Dilihat dari dua pendekatan pendidikan di atas, umumnya kita akan segera memilih pendekatan pertama, yang integral. Pendidikan secara integral di mana kerangka sosial dijadikan referensi utama, khususnya bagi negara berkembang seperti Indonesia, tentunya harus menggunakan latar belakang sosio kultural dan politis negeri sendiri, karena yang akan dibentuk adalah wartawan yang akan bekerja sebagai komunikator di dalam masyarakat bangsanya.
Karena itu, untuk mengembangkan pers yang sanggup memenuhi kebutuhan masyarakat, yakni pers yang menyajikan berita sebagai informasi dan sebagai komunikasi secara lebih lengkap, dalam, aktual, dan jelas, tetap berlaku kualifikasi wartawan di mana pun dan yang tercantum dalam buku-buku jurnalistik. Kualifikasi itu adalah kepekaan terhadap masalah manusia, pikiran yang kritis, lincah, terus mencari dan menggugat, hati yang hangat, penuh kompassi, gelisah. Semangat kerja keras tidak setengah-setengah. Kualifikasi ini tetap merupakan persyaratan pokok. Tanpa kualifikasi itu, wartawan tidak bisa berkembang secara optimal, dan karena itu juga tidak mampu mendukung koran secara maksimal.
Jadi, kualifikasi itu sesungguhnya diangkat dalam konteks ilmu pengetahuan umum dan ilmu pengetahuan khusus. Konteks ilmu itu, di satu pihak akan mempertajam kualifikasi-kualifikasi di atas, akan mengembangkannya. Di lain pihak, konteks ilmu akan melengkapinya dengan pengetahuan, pandangan, dan orientasi yang mampu melihat peristiwa dan mengangkatnya sebagai bahan berita dalam suatu bentuk dan isi yang lebih memenuhi kebutuhan masyarakat, yang lebih bermanfaat untuk masyarakat dan pemerintah.
Sudah barang tentu bagi seorang wartawan sejak permulaan ia menginjakkan kakinya di dalam redaksi merupakan proses penambahan pengetahuan yang berlangsung terus-menerus.

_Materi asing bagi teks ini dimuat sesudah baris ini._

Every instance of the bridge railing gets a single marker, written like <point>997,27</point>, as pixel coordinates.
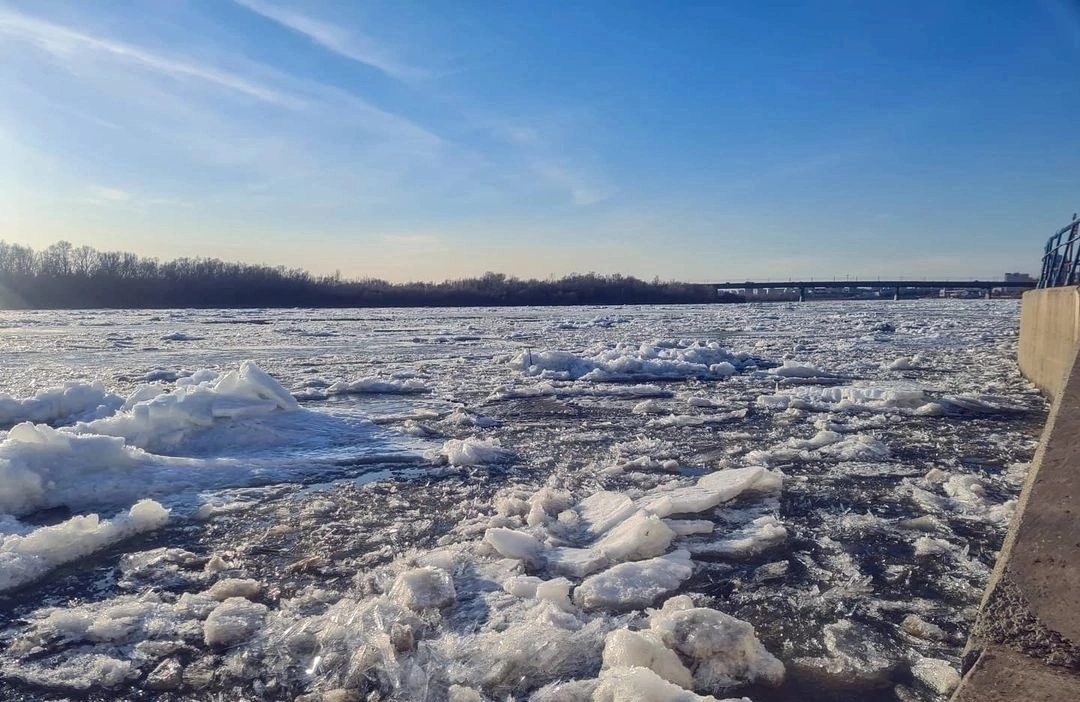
<point>1061,259</point>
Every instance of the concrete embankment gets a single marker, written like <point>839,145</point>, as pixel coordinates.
<point>1025,644</point>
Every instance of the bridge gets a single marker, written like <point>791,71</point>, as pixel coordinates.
<point>894,285</point>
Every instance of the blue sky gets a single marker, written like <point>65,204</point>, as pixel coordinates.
<point>427,140</point>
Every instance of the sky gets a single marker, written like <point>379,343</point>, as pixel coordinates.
<point>692,140</point>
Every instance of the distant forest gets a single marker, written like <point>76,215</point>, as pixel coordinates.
<point>67,277</point>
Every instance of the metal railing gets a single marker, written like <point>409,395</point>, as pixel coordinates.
<point>1061,260</point>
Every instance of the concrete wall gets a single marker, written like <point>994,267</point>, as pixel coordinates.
<point>1028,625</point>
<point>1049,336</point>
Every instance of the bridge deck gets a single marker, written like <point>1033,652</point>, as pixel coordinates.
<point>879,283</point>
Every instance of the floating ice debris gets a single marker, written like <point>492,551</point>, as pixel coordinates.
<point>26,558</point>
<point>73,402</point>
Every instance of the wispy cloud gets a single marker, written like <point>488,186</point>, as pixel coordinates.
<point>583,190</point>
<point>352,45</point>
<point>104,194</point>
<point>70,44</point>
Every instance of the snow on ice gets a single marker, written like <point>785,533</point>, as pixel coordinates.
<point>661,503</point>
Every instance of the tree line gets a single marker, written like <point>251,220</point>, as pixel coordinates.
<point>68,277</point>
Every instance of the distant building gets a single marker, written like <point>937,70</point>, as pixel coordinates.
<point>1020,278</point>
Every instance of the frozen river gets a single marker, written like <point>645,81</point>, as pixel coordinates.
<point>775,502</point>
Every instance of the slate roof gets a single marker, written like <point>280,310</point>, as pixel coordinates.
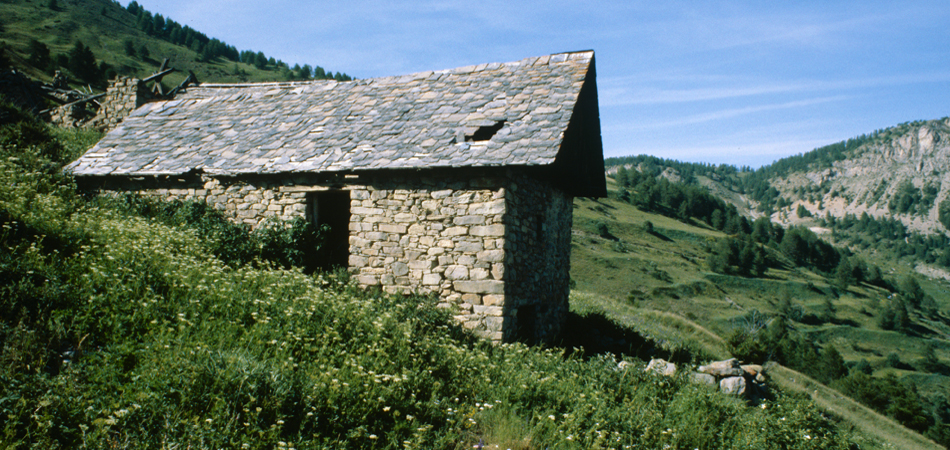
<point>410,121</point>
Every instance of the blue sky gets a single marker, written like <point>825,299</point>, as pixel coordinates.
<point>741,83</point>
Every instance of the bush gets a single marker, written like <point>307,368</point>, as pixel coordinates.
<point>133,334</point>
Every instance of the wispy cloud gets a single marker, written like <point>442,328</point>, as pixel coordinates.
<point>720,114</point>
<point>627,90</point>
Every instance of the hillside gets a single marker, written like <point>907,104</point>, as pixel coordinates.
<point>133,324</point>
<point>663,244</point>
<point>41,36</point>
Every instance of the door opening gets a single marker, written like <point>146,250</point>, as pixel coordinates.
<point>332,208</point>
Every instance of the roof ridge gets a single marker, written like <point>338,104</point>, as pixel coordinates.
<point>547,59</point>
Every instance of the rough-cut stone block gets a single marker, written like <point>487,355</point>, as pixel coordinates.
<point>468,246</point>
<point>732,386</point>
<point>357,261</point>
<point>417,229</point>
<point>480,287</point>
<point>491,256</point>
<point>469,220</point>
<point>389,228</point>
<point>495,324</point>
<point>487,230</point>
<point>455,231</point>
<point>368,280</point>
<point>495,311</point>
<point>405,217</point>
<point>493,300</point>
<point>456,272</point>
<point>400,269</point>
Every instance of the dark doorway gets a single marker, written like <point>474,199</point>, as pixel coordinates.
<point>527,321</point>
<point>332,208</point>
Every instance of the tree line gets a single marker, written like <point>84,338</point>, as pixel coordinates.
<point>210,49</point>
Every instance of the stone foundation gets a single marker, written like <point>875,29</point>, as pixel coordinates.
<point>122,97</point>
<point>496,246</point>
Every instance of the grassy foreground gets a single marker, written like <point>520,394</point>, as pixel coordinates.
<point>120,331</point>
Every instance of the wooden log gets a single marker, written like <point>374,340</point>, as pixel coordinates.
<point>159,76</point>
<point>82,100</point>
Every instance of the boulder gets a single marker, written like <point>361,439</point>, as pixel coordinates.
<point>727,368</point>
<point>661,367</point>
<point>732,386</point>
<point>702,378</point>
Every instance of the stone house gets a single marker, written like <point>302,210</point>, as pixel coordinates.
<point>457,182</point>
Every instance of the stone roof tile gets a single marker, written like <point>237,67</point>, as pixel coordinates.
<point>415,120</point>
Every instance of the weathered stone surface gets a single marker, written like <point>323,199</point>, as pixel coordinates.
<point>487,230</point>
<point>328,126</point>
<point>661,367</point>
<point>702,378</point>
<point>480,287</point>
<point>732,386</point>
<point>491,238</point>
<point>726,368</point>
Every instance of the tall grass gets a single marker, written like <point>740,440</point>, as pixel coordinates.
<point>121,331</point>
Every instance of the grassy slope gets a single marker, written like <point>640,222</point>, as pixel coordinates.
<point>685,304</point>
<point>119,331</point>
<point>105,34</point>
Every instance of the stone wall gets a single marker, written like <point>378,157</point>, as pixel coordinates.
<point>122,97</point>
<point>538,258</point>
<point>495,245</point>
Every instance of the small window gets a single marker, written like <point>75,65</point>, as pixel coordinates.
<point>484,133</point>
<point>332,208</point>
<point>527,322</point>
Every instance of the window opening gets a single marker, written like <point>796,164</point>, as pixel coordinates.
<point>332,208</point>
<point>527,322</point>
<point>484,133</point>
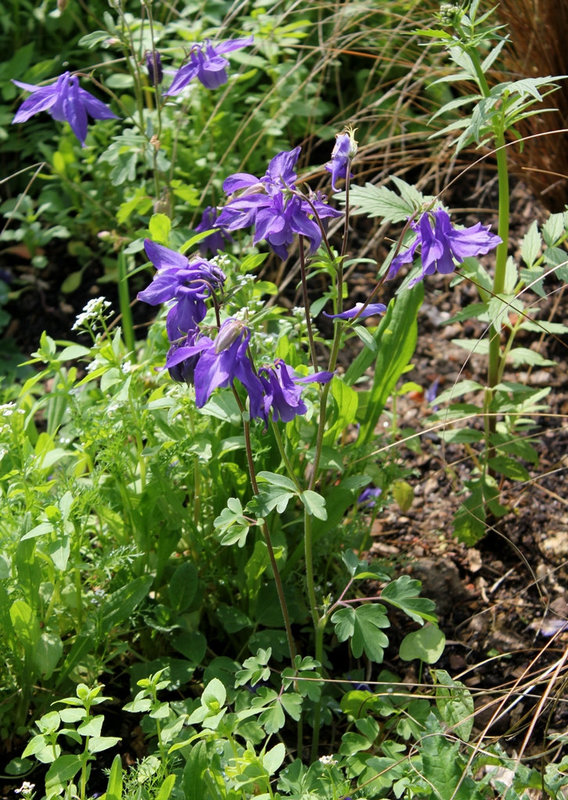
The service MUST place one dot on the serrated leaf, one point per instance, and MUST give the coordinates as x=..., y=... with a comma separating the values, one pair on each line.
x=520, y=356
x=378, y=201
x=458, y=390
x=509, y=468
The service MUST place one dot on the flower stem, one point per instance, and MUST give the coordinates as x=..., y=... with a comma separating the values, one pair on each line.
x=266, y=534
x=124, y=303
x=306, y=300
x=495, y=355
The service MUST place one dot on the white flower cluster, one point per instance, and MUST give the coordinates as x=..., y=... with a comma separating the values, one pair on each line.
x=92, y=312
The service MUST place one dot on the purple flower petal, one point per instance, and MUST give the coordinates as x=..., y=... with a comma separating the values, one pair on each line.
x=370, y=310
x=66, y=102
x=442, y=247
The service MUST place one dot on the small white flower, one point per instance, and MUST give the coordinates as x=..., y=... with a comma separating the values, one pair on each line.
x=92, y=312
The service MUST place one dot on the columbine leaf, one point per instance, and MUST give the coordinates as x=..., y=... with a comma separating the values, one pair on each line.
x=455, y=704
x=404, y=594
x=362, y=626
x=427, y=644
x=314, y=503
x=232, y=526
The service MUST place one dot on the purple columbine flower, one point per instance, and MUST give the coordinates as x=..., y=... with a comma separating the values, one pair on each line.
x=370, y=310
x=283, y=390
x=65, y=101
x=180, y=362
x=368, y=497
x=221, y=361
x=341, y=155
x=187, y=283
x=218, y=239
x=269, y=203
x=154, y=67
x=206, y=63
x=443, y=246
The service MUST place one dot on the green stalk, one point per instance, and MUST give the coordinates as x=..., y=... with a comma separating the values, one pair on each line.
x=124, y=303
x=267, y=538
x=495, y=355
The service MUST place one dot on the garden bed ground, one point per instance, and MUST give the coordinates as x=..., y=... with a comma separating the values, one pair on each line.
x=502, y=603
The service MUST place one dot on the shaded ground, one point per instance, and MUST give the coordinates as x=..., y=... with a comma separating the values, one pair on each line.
x=502, y=603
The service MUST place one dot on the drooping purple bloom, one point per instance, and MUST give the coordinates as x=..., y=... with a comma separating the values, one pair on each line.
x=270, y=204
x=206, y=63
x=342, y=153
x=224, y=360
x=187, y=283
x=283, y=390
x=368, y=497
x=215, y=364
x=154, y=67
x=279, y=176
x=65, y=101
x=218, y=239
x=179, y=362
x=443, y=247
x=370, y=310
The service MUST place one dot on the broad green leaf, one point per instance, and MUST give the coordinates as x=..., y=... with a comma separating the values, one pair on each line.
x=272, y=760
x=91, y=726
x=427, y=644
x=554, y=227
x=25, y=623
x=231, y=524
x=520, y=356
x=443, y=767
x=396, y=339
x=531, y=245
x=121, y=604
x=166, y=787
x=404, y=594
x=509, y=467
x=61, y=772
x=344, y=409
x=100, y=743
x=403, y=493
x=159, y=227
x=214, y=695
x=47, y=653
x=275, y=479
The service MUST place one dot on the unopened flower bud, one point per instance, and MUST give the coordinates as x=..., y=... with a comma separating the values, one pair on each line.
x=154, y=67
x=229, y=332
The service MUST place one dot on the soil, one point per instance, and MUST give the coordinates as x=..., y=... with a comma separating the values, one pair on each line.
x=503, y=604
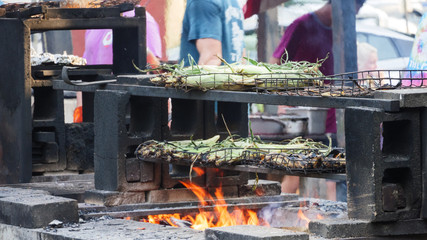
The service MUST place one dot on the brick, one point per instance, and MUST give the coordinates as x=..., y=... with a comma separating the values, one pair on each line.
x=214, y=178
x=387, y=151
x=249, y=232
x=113, y=198
x=171, y=195
x=339, y=228
x=10, y=192
x=35, y=211
x=227, y=191
x=170, y=180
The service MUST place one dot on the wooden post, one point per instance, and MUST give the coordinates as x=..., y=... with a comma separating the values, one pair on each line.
x=268, y=34
x=344, y=36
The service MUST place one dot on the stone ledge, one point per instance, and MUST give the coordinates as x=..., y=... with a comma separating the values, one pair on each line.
x=250, y=232
x=35, y=211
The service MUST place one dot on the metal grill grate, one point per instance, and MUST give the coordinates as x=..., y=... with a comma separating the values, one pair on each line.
x=287, y=160
x=353, y=84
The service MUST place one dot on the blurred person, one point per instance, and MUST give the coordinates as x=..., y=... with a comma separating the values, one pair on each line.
x=367, y=58
x=99, y=50
x=309, y=38
x=212, y=29
x=417, y=64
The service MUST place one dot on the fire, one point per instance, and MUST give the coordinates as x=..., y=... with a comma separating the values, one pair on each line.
x=219, y=217
x=198, y=171
x=301, y=216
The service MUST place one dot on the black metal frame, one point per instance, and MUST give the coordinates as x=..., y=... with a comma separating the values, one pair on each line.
x=19, y=132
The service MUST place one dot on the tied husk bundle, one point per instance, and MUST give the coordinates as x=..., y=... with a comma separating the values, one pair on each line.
x=298, y=153
x=238, y=76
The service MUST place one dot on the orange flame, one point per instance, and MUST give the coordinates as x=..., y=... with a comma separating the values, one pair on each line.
x=219, y=217
x=301, y=216
x=198, y=171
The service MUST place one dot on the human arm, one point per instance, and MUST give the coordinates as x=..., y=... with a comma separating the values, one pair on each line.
x=209, y=49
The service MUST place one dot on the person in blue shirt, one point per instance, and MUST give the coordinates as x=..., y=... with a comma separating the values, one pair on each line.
x=212, y=28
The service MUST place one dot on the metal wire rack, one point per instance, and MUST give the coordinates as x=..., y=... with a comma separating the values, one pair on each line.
x=287, y=160
x=352, y=84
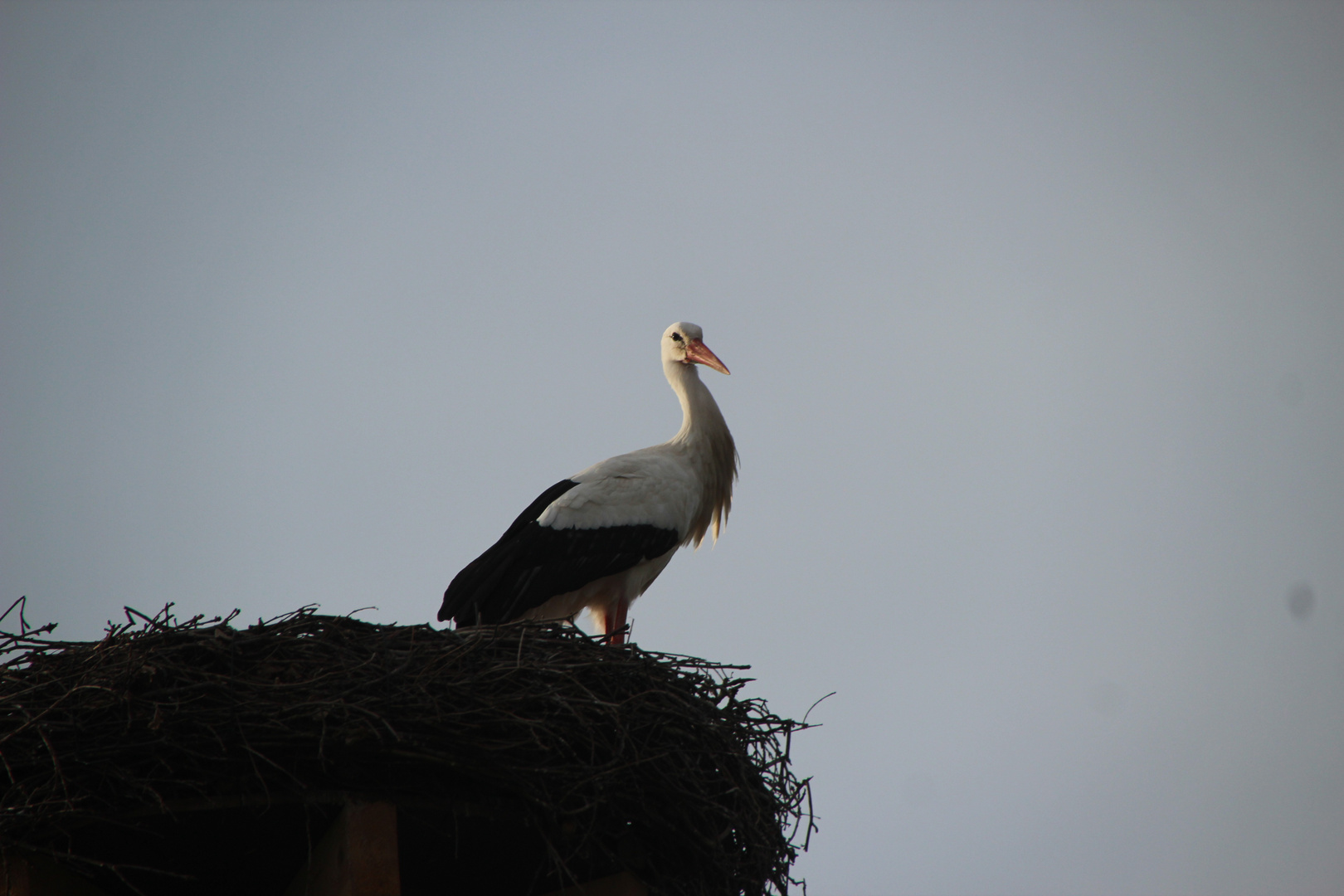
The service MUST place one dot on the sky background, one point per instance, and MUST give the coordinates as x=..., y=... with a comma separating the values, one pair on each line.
x=1035, y=317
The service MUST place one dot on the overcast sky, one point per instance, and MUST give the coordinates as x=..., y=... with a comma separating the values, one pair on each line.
x=1035, y=317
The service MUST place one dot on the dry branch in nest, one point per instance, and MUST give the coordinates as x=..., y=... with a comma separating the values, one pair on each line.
x=608, y=757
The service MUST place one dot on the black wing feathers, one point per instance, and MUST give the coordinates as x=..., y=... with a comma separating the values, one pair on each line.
x=533, y=563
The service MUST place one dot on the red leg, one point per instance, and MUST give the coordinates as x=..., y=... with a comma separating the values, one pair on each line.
x=613, y=620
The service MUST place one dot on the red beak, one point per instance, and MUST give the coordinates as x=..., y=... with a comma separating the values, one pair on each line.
x=698, y=353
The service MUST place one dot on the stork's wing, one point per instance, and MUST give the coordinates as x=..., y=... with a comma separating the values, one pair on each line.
x=533, y=561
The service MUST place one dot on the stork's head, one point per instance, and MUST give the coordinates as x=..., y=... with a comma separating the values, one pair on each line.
x=683, y=344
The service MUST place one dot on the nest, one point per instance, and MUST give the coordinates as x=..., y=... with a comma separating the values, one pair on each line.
x=587, y=758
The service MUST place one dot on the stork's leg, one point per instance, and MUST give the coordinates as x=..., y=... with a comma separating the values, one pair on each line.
x=613, y=620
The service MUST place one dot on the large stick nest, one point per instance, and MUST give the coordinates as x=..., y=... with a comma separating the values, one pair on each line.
x=606, y=752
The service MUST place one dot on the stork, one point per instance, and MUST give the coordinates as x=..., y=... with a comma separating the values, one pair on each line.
x=597, y=540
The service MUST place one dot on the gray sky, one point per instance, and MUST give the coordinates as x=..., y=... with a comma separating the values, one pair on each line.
x=1035, y=314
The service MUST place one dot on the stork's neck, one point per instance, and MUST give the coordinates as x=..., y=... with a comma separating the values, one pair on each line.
x=700, y=416
x=709, y=445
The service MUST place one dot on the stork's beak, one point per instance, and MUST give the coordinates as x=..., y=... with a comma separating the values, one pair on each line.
x=698, y=353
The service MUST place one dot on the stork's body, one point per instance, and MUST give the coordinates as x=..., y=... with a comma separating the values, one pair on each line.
x=598, y=539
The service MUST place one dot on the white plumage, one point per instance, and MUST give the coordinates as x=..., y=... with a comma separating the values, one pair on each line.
x=598, y=539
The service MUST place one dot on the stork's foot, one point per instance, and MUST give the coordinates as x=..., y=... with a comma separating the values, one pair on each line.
x=613, y=622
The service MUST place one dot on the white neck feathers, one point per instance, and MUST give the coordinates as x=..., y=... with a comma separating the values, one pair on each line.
x=704, y=437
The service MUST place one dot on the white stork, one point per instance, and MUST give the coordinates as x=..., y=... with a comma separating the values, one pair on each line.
x=597, y=540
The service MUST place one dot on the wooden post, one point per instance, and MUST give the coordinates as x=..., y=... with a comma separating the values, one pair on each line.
x=357, y=857
x=37, y=874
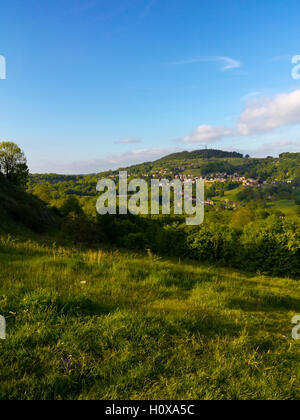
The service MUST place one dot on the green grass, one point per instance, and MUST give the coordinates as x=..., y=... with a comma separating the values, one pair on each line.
x=288, y=207
x=112, y=325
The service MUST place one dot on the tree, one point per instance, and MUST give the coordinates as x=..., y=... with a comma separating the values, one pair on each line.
x=13, y=164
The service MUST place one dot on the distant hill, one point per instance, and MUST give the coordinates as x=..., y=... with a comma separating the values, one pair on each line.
x=19, y=208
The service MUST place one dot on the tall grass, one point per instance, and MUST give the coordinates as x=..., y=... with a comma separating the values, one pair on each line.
x=112, y=325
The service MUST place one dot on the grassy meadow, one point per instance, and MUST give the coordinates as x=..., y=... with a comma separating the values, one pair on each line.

Sebab itu kiranya cukup beralasan bila Peerboom (1970:118) berujar, "adalah omong kosong bila seseorang mengatakan bahwa kewartawanan dapat dipelajari dari buku-buku dengan hasil yang lebih memuaskan, sebab buktinya dari pekerjaan praktek kemudian ia akan dapat memilih buku-bukunya sendiri yang dianggapnya baik untuk dipelajari." Oleh karenanya, menurut dia, praktikum merupakan pelajaran yang akan mematangkan sang wartawan. Bila ternyata sang calon wartawan ini mempunyai pendidikan akademis, maka penghargaan akan diperolehnya karena ia dengan amat cakapnya akan memperoleh hasil-hasil yang lebih baik di dalam pelaksanaan tugasnya. Hal semacam itu, lanjut Peerboom, setidak-tidaknya akan diperoleh oleh seseorang yang telah melampaui pendidikan tinggi jurnalistik yang pada saat sekarang masih amat terbatas.
Sehubungan dengan itu, bertambahnya wartawan yang berpendi- dikan baik, tentu sangat dibutuhkan di masa kini, terlebih lagi pada tahun-tahun mendatang mengingat teknologi canggih yang akan atau sedang memasuki dunia media, baik cetak maupun elektronika yang akan banyak mengubah cara kerja wartawan. Misalnya, bagaimana mutlaknya sikap proaktif dan kecepatan seorang wartawan dalam memberikan tanggapan, digambarkan secara rinci oleh Randy Reddick dan Elliot King (1995) dalam buku mereka, Online Journalist, using the Internet and Other Electronic Resources: "Sewaktu hendak menulis tentang krisis anggaran di negaranya, Tom Regan, wartawan Daily News (Kanada), mengontak Usenet dan Bitnet. Ia mencari ahli anggaran. Dengan sigap seorang profesor di Montreal mengontaknya kembali melalui jaringan komputer dan merekomendasikan tiga orang profesor di Amerika dan seorang di Australia. regan tinggal mengontak mereka. Lalu dengan Gopher, ia mencari referensi pendukung ke pangkalan data dunia. Dalam waktu satu jam ia mendapatkan hampir semua bahan yang diperlukan."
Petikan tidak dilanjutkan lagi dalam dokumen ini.